Brian Theaker, director of Western regulatory and market affairs for Middle River Power, urged the panelists not to downplay the impact of public policy in its analyses. He also expressed concern that reliability is “taking a backseat” to the imperatives of policymakers who don’t understand the reliability impacts of their decisions.

“What drives everything in California at this point is the race for decarbonization,” Theaker said. “And though there has been some really good work done that tries to look at some of the other perspectives and bring reliability and adequacy into it, there’s still this inexorable drive of public policy towards decarbonization.”

“In California, the policymakers are leapfrogging over the physics of the system,” said Dick Ferreira, of the Transmission Agency of Northern California. “If the lights go out, everybody’s going to point their fingers at each other.”

Loomis agreed with those concerns and noted a similar situation closer to home for her. “Missoula, Mont., announced that they’re going to 100% green by 2030, and everybody besides the city of Missoula is saying, ‘Wow, so you’re looking forward to some brownouts.’”

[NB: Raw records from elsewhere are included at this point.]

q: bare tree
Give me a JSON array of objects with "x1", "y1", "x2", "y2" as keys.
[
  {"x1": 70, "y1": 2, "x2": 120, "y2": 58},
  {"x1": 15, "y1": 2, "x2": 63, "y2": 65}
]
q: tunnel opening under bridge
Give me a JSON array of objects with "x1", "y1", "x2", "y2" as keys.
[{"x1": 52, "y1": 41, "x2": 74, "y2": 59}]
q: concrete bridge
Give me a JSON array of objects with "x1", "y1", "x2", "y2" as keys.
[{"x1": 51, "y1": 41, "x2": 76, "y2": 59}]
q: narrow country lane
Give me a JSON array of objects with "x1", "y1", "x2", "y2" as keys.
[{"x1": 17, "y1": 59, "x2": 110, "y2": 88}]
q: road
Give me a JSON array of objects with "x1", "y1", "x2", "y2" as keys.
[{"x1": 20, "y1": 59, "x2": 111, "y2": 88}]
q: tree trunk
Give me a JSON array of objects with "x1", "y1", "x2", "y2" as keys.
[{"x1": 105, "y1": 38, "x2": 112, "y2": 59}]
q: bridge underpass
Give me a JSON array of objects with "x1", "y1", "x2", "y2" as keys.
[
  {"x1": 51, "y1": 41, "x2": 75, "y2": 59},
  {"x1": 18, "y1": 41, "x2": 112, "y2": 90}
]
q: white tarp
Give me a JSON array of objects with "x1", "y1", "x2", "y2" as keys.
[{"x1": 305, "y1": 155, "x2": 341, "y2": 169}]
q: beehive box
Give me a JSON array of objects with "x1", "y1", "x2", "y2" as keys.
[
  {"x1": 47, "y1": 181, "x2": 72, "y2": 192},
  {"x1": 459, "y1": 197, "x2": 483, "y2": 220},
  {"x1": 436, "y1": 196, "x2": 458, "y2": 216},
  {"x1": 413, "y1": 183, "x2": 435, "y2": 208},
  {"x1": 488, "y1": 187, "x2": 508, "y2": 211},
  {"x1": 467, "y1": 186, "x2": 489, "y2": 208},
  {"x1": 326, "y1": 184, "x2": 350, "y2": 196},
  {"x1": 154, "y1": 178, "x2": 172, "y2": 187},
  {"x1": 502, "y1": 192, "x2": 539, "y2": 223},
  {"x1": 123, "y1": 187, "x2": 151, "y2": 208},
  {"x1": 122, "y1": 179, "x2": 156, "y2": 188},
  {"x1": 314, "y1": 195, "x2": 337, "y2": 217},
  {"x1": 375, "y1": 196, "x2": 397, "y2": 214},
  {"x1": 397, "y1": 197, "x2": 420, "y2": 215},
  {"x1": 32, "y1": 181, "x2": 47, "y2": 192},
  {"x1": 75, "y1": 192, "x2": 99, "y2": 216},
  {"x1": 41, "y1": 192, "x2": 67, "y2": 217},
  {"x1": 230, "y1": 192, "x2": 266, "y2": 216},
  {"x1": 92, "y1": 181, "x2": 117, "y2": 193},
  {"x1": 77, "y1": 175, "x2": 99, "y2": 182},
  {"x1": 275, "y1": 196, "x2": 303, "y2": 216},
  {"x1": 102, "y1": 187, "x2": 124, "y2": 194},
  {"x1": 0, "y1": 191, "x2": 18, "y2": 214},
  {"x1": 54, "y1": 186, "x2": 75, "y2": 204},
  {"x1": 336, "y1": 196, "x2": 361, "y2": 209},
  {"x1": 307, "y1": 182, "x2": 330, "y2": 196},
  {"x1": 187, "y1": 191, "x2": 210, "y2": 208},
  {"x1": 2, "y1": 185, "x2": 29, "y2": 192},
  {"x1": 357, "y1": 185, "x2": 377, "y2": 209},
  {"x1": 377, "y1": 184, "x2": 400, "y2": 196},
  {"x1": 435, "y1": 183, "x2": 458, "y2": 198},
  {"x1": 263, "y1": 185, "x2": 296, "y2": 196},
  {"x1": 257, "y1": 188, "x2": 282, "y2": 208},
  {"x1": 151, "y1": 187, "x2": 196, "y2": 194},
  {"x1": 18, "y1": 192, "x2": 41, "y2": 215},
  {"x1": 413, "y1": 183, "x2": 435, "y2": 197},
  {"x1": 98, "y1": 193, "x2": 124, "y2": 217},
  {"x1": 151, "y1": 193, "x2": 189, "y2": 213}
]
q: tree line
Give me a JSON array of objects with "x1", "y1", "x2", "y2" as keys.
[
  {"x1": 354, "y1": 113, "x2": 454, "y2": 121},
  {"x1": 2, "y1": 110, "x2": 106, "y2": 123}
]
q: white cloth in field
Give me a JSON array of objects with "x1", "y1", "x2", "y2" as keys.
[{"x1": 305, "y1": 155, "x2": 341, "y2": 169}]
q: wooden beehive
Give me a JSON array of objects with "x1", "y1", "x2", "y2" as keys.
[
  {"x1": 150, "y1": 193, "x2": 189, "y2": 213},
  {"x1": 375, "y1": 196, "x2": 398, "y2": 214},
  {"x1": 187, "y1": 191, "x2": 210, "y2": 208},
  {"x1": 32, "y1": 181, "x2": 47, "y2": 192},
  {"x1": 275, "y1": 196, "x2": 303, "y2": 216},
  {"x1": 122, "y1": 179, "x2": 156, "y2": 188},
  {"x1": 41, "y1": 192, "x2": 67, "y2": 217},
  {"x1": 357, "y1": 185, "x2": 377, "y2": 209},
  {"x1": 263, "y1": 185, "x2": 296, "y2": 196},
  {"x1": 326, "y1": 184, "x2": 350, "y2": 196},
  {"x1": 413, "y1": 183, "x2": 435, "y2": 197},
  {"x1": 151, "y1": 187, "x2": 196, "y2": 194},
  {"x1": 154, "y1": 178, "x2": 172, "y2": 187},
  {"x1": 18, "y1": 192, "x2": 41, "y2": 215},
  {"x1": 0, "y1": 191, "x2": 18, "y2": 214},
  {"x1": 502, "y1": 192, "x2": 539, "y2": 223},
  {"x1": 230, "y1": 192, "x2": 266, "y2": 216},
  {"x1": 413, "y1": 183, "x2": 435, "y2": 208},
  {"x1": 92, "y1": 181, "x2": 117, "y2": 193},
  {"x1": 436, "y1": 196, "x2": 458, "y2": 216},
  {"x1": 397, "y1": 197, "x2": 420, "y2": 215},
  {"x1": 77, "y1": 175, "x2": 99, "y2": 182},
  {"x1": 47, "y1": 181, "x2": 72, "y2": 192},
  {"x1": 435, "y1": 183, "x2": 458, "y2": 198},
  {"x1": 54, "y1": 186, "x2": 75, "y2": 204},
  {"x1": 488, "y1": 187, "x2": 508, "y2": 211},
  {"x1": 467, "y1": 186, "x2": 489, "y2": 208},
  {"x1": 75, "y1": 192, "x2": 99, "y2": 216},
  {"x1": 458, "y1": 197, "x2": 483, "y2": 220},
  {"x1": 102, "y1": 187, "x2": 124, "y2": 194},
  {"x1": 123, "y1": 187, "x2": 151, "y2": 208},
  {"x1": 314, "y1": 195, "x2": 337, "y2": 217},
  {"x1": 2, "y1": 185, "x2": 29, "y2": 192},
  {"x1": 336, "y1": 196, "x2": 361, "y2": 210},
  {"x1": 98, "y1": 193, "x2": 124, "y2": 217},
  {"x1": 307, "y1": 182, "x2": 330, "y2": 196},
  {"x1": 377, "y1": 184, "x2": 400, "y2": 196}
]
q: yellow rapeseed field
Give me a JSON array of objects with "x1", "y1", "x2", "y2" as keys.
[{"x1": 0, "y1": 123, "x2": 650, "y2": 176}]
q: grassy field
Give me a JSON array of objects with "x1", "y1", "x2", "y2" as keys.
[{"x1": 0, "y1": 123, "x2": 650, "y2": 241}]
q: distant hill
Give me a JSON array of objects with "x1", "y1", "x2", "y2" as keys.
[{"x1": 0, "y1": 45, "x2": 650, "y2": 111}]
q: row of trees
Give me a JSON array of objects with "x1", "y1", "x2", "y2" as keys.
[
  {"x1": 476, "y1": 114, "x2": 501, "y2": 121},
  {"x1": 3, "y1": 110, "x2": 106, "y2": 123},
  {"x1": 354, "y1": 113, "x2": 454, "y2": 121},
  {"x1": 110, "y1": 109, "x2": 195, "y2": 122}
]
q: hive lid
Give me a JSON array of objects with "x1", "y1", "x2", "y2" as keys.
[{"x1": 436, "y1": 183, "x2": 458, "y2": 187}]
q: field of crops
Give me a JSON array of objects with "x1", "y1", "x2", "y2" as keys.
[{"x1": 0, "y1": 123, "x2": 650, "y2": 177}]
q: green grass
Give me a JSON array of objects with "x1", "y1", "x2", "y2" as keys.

Maury Galbraith, executive director of the Western Interstate Energy Board, congratulated WECC and the panelists for providing the “most candid conversation” he’s heard about an issue in front of board members in his five years attending WECC meetings. He also reminded them that he brought up the same issue five years earlier with the creation of the anchor data set and the RAC.

“My question to the panelists is: You have a plan for the next nine months [in the BPS Roles effort]. What’s different today? What’s going to energize people to come to the table and try to address these issues, because you still have basically a collaborative approach to getting this data. You’re still trying to work with people and appeal to their best interests and share the data. What’s changed? What’s different now and why are you hopeful that this is going to work?”

Angell replied that RAC participants “are slowly sensing that there is change” and are “slowly changing to catch up.”

“You know the change cycle, right?” Angell said. “The first [reaction] is: ‘You screwed everything up and now you are harming me.’ Well, it takes a little while for some folks to get back out of being stuck in victim mode and to actually step forward and start working towards solving problems.

“We are starting to see some collaboration occur. It’s a start, and I think with this initiative and further emphasis on it, we’ll continue to move forward.”